Попытка Чехова включить читательское воображение лишена юмора. Автор предлагает читателю представить реалии жизни на Сахалине, ощутить их на себе:
«Если читатель вообразит пешехода, навьюченного мукой, солониной или казенными вещами, или больного, который идет из Ускова в Рыковскую больницу, то ему станет вполне понятно, какое значение имеют на Сахалине слова: «нет дороги»» [С XIV—XV, 156].
При схожести вариантов приёма эксплицирования читателя, существует большая разница в целях и способах применения этого приёма Стерном и Чеховым. Если стерновская ирония всегда утончённая, обращения к читателю искрятся остроумием, то ирония в рассказах Чехова может иметь сниженный характер. Это можно объяснить многими особенностями: характером и мировоззрением Чехова, его болезнью, разницей в эпохах (XVIII и XIX века).
Обращение Чехова к читателю без иронии призвано создать у читателя чувство сопричастности, сопереживания описываемым событиям и персонажам, «эффект присутствия». Такое употребление приёма родственно хроникально-документальному кино, появившемуся несколько десятилетий спустя.
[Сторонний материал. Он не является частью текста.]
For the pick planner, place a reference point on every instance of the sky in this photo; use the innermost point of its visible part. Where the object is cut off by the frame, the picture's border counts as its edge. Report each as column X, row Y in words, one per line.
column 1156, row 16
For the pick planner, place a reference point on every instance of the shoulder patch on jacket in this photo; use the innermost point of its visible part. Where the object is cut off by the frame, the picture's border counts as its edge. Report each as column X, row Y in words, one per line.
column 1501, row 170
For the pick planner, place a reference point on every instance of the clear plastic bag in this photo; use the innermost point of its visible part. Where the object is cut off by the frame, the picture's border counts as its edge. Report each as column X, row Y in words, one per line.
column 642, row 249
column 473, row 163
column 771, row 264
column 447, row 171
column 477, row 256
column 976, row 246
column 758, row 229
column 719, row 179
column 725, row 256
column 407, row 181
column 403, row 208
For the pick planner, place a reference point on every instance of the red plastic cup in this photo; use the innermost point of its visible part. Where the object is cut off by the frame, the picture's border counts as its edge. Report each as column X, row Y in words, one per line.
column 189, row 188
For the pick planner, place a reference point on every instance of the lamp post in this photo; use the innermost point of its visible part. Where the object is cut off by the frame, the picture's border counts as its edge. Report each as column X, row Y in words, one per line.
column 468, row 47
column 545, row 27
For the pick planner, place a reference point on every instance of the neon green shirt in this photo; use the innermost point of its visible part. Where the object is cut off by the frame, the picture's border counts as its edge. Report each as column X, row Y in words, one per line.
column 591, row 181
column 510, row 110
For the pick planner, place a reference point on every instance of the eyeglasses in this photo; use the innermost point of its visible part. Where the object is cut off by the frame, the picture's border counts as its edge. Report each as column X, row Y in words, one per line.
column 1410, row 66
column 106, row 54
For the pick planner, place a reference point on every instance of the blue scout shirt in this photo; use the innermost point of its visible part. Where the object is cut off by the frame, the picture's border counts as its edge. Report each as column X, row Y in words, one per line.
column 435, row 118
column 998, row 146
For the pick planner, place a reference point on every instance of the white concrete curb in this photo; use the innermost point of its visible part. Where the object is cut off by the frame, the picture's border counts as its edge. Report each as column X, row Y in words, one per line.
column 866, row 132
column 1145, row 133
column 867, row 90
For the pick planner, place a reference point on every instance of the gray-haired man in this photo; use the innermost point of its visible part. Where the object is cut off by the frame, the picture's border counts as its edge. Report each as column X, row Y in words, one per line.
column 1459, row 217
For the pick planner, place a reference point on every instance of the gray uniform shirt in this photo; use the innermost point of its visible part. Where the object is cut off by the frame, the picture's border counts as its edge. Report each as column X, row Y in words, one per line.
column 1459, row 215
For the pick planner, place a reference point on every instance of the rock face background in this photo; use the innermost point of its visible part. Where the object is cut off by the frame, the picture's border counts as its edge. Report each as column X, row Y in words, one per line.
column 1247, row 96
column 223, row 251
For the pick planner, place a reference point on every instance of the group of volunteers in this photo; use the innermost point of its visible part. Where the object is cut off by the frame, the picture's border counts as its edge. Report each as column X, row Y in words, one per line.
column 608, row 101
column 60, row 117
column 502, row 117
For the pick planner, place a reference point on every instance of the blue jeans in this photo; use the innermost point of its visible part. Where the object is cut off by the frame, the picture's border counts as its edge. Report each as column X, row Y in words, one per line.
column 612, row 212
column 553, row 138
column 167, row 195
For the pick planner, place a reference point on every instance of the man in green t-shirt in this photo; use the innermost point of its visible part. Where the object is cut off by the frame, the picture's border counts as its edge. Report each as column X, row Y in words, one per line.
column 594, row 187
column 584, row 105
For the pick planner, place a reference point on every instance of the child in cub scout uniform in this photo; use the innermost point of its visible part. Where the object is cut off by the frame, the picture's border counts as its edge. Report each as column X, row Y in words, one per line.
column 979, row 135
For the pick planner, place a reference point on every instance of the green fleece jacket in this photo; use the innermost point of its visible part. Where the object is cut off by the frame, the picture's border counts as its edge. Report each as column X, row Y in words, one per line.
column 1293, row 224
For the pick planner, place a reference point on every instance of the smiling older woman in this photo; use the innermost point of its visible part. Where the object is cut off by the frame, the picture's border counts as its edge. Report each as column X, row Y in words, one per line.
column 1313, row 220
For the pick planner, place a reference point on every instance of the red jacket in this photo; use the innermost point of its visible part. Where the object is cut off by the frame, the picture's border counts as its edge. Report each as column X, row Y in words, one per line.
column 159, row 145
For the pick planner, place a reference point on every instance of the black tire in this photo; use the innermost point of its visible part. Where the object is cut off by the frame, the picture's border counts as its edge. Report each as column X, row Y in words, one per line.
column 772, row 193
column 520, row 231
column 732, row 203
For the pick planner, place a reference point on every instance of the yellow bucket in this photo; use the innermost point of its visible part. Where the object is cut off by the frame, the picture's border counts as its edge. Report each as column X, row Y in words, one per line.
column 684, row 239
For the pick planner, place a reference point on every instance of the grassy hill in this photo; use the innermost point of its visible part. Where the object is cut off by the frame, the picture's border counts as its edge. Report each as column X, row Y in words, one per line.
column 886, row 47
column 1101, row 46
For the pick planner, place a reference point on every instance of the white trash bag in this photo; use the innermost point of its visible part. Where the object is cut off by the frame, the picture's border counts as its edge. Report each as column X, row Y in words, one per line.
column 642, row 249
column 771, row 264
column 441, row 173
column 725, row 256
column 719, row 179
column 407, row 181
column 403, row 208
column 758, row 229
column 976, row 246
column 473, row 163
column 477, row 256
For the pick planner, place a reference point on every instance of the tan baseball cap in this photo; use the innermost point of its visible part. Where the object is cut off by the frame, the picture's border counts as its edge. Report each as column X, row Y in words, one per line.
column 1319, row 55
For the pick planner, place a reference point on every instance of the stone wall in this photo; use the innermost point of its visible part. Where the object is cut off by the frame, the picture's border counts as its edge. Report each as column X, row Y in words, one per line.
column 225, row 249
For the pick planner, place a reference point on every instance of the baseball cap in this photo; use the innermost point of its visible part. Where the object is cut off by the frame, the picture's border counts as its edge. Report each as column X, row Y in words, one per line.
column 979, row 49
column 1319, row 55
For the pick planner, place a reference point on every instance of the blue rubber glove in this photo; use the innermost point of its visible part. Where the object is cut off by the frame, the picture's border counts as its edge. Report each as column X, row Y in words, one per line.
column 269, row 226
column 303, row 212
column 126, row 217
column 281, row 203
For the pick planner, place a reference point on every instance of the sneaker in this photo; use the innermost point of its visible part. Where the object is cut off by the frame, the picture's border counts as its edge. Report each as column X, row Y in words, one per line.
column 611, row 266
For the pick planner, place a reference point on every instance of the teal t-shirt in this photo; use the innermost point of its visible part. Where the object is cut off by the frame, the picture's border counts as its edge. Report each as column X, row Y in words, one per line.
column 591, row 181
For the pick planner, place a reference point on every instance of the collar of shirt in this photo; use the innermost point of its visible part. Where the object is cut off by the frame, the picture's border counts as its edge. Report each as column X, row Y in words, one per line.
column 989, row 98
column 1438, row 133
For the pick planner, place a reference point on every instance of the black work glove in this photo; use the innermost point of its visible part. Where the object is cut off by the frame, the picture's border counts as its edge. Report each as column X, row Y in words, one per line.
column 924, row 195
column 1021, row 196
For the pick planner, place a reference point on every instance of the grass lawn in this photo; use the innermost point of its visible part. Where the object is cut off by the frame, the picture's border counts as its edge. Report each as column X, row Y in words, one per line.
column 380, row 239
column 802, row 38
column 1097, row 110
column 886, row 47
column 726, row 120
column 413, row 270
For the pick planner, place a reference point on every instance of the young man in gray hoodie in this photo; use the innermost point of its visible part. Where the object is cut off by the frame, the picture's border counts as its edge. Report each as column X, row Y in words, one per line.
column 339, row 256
Как утверждает теоретик кино Хью Бэдли, в истории кино есть три периода. Сначала оно было новшеством, затем — всемирно известным средством развлечений и, наконец, стало инструментом отображения действительности — то есть, документальным кино. Хорошо сделанное документальное кино не может быть непристрастным: проникая в суть предмета, оно задаёт конфликт и заставляет зрителя переживать катарсис, то есть, сопереживать показываемому и задуматься над причиной того или иного явления — например, о неустроенности человеческого общества. Именно этот аспект, являющийся, на наш взгляд, основополагающим для документального кино, роднит эту разновидность искусства с очерками Чехова «Остров Сахалин».
В кардинальном пересмотре приёма Стерна и состоит новаторский вклад Чехова в традицию русского стернианства. От монолога Гамлета, от шутливых, окрашенных мягкой иронией обращений героев романов Стерна русский классик приходит к собственному способу общения с читателем.
Литература
Семёнов В.А. Шекспир и русская литература. Эксплицитный читатель. М.: Русь, 2014.
Стерн Л. Жизнь и мнения Тристрама Шенди, джентльмена. Сентиментальное путешествие по Франции и Италии. Письма. М.: АСТ, НФ «Пушкинская библиотека», 2004.
Шекспир В. Гамлет / Пер. М.П. Вронченко. СПб., 1828.
Шекспир В. Гамлет / Пер. М. Лозинского // Шекспир В. Комедии, хроники трагедии: В 2 т. Т. 2. М.: Худ. лит., 1988.